Universal Constant Proven To Be Constant | Out Of The World Weekly

It is very important to science that physical constants stay constant.  If the speed of light was constantly changing and we didn’t know about it, it would send our world and our scientific calculations into chaos.  There are other constants that are just as necessary.  We keep measuring them to make sure that they are not changing but let’s fact it – a couple hundred years may not be enough time to notice a change in the 13.7 billion year old universe.  So some Dutch scientists at the University of Amsterdam looked through the Effelsberg 100m Radio Telescope at a distant galaxy that is 7 billion light years away looking for proof that the fundamental constants of the universe were not changing.  They compared the specific light features associated with a simple alcohol called methanol to those associated with methanol here on Earth.  Their measurements confirmed that the methanol 7 billion light years away was nearly identical to the methanol here on Earth. 

The observations showed that the ratios of the Proton to the Electron masses was nearly identical with a mere possibility of no more than a change of 0.0000001 over the past 7 billion years.  With this information, we can be sure that at least some of the constants of the universe are not changing.  If we were seeing variations in constants, we would have to change our entire understanding of science, especially in the departments of physics, chemistry, and astronomy.  It is important to note that if these fundamental constants were changing, it would be very bad for life here on Earth.  It would mean that atoms might not hold together the same way or perhaps forces like gravity or electromagnetism might grow stronger or weaker.  I suppose that it is good to know that holiday weight gain isn’t attributable to unstable variations in gravitational constants. 
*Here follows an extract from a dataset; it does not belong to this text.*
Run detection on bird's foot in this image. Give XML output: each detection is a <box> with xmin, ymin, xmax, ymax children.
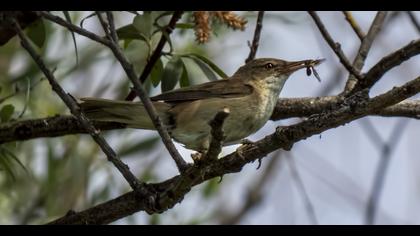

This type of experiment is useful to us because we need to know that we are living in a universe where the rules are not constantly changing.  If they were, we would want to know precisely how much they were changing so we could try to adapt but they aren’t, so we don’t have to and this keeps us from having to do a whole lot of unnecessary nasty complicated math.  We can be sure that constants will always be exactly the same from the first instant after the big bang to the end of the universe.  It has been noted that in other parallel universes, the constants may be different in an infinite amount of ways but luckily nobody has ever visited these places, so we don’t have to worry about that yet.  For now, it is good to know that this experiment is proving that our scientific theories about the universe are correct.  Every experiment proving current theories correct allows us to increase the confidence in our knowledge.